In this study, we document that posterior clinoidectomy significantly increase the
carotidoculomotor triangle from 93.7 ± 38.5 mm2 to 120.4 ± 25.1 mm2 together with the exposed length of the upper BA from 8.3 ± 3.1 mm to 11.4 ± 5.1
mm. The angle available to use surgical equipment was also increased in the inferosuperior
projection of the carotidoculomotor triangle. Altogether, this will result in an easier
and safer application of temporary clipping for proximal control and a better angle
without obstruction of the surgeon's view. Youssef et al[11 ] showed that anterior clinoidectomy and ICA mobilization increased the carotidoculomotor
triangle 44% anteriorly and 28% posteriorly, and exposed length of the BA increased
by 69% after posterior clinoidectomy. We, however, believe that the removal of the
posterior clinoid is the major step in increasing the exposed area of the carotidoculomotor
triangle mainly for two reasons. First, in our study, the removal of ACP did not affect
the exposed area of the carotidoculomotor triangle, and, second, Youssef et al did
not examine the successive exposure afforded by each step of this multistep approach.
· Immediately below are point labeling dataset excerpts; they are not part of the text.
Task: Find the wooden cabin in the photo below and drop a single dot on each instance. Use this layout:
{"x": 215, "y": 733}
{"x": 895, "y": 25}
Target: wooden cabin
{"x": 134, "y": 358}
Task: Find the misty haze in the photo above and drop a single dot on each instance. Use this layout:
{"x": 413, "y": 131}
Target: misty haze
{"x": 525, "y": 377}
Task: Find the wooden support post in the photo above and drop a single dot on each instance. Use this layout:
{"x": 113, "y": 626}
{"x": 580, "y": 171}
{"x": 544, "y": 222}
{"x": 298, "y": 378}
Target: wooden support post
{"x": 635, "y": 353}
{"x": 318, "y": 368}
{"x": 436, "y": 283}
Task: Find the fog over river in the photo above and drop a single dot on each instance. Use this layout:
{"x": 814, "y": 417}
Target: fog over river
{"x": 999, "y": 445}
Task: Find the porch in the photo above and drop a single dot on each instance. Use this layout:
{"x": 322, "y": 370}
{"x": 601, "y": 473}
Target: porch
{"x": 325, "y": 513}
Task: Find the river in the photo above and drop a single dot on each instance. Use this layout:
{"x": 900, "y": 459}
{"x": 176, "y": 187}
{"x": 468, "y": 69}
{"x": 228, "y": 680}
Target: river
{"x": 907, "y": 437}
The benefits from mobilizing the third nerve for exposure of the carotidoculomotor
triangle and the proximal control of the BA were not significant enough compared with
those after posterior clinoidectomy. Although it resulted in a significant increase
in surgical freedom in the mediolateral projection of the carotidoculomotor triangle,
we think that the mobilization of the third nerve should not be performed routinely
in patients with the low lying basilar apex aneurysms since this approach is associated
with oculomotor dysfunction in more than two-thirds of patients.[7 ]
[16 ]
Conclusion
Together, the anterior and posterior clinoidectomies significantly improved the area
of exposure for the opticocarotid and carotidoculomotor triangle and exposed length
of the BA available for proximal control. This improvement on both triangles is extremely
important for large or giant aneurysms of the upper BA or aneurysms hidden by the
posterior clinoid, since the main dissection and clipping of the aneurysms can be
performed through one of these spaces without difficulty, while the other space is
being used for proximal control by temporary clipping. The only benefit gained by
mobilization of the third nerve was increased surgical freedom in the mediolateral
projection of the carotidoculomotor triangle.